Program to demonstrate the structure of class

class FirstClass
{
    int age;
    double salary;
    void Data()
    {
        age=25;
        salary=12345.67;
    }
    void Show()
    {
        System.out.println("My Age = "+age);
        System.out.println("My Salary = "+salary);
    }
}

Above is an example of creating a class in Java and the class name is FirstClass. It declares two instance variables (fields) i.e. age and salary of int and double type respectively. We have also declared two methods i.e. Data() and Show(). Remember these instance variables and methods are only declared and thus no storage space has been created in memory. Memory to instance variables and instance methods will be allocated when objects of the class are created. Instance variables and methods are also known as member variables and member methods respectively.

Note: We must give a file name in accordance with a class that contains the main() method not according to the FirstClass in the above program.

Variable Declaration:

The general syntax of a variable declaration is:

  <data-type> <variable-name>;

Here, <data-type> can be any of the in-built data types or some existing class name. The data types are chosen according to the value you want to store. <variable-name> can be any general variable written according to variable naming rules.

Method Declaration:

The general syntax of method declaration is:

<method-modifier> <return-type> <method-name> (<formal-parameter-list>) <throws-clause>

            // method body
{
    <local variable declaration>;
    <local object declaration>;
    <statements>;
}

In addition to the name of the method, the method prototype can specify the following information:

  • Scope or accessibility modifier (private, public, protected)
  • additional method modifier (static, final, abstract)
  • the type of return value or void if the method does not return any value
  • a formal-parameter list
  • a checked exception is thrown by the method in a throw clause (discussed in later articles)
  • The formal-parameter list is a comma-separated list of parameters for passing information to the method when invoked by a method call.

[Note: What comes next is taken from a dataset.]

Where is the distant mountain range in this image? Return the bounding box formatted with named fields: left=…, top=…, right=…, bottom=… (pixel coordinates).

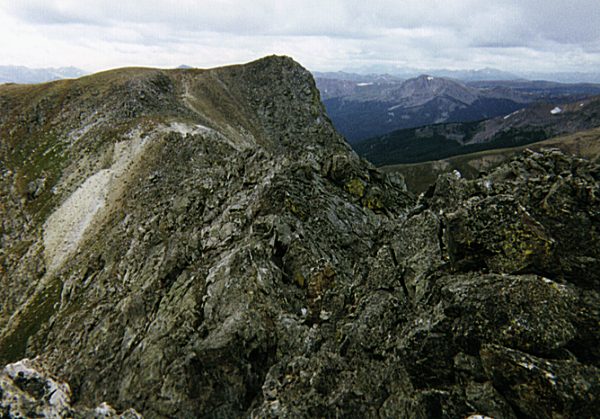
left=316, top=73, right=600, bottom=143
left=353, top=96, right=600, bottom=165
left=322, top=65, right=600, bottom=83
left=0, top=65, right=87, bottom=84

An empty parameters list must be specified with empty braces (). Each parameter is a simple variable declaration consisting of its type and name.

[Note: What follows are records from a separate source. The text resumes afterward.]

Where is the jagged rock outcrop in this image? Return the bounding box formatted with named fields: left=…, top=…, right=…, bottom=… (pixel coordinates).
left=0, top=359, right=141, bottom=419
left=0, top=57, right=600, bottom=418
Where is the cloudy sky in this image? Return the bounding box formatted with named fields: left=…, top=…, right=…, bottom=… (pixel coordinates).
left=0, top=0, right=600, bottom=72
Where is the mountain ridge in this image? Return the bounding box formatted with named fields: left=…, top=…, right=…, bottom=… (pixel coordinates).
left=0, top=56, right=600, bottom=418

<parameter-modifier><type><variable-name>;

Here <parameter-modifier> is a word called as final (discussed later).

It is important to note here that the signature of the method comprises <method-name>  and the <formal-parameter> list only.

Here, the method body is a block containing the local declaration and the statements of the method.

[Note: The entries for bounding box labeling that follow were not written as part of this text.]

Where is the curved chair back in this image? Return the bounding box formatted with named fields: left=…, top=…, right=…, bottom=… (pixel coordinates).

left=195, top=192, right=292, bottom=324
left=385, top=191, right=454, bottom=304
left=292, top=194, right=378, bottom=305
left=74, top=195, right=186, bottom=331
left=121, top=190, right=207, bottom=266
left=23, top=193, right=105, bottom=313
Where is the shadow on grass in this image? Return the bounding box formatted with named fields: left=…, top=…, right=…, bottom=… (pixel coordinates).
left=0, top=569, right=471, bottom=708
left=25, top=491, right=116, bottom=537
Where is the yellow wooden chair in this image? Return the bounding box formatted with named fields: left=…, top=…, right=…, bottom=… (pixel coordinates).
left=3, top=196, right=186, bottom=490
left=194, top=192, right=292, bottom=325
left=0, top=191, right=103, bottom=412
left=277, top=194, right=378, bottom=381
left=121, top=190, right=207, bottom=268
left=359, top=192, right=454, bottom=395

Following is an example of creating methods in java:

In the above example of FirstClass, two methods Data() and Show() are used i.e.

void Data()
{
    age=25;
    salary=12345.67;
}
void Show()
{
    System.out.println("My Age = "+age);
    System.out.println("My Salary = "+salary);
}

The methods  Data() and Show() have a return type of void because they do not return any value. We didn’t pass any parameter to these methods which is why () empty braces are used for both methods.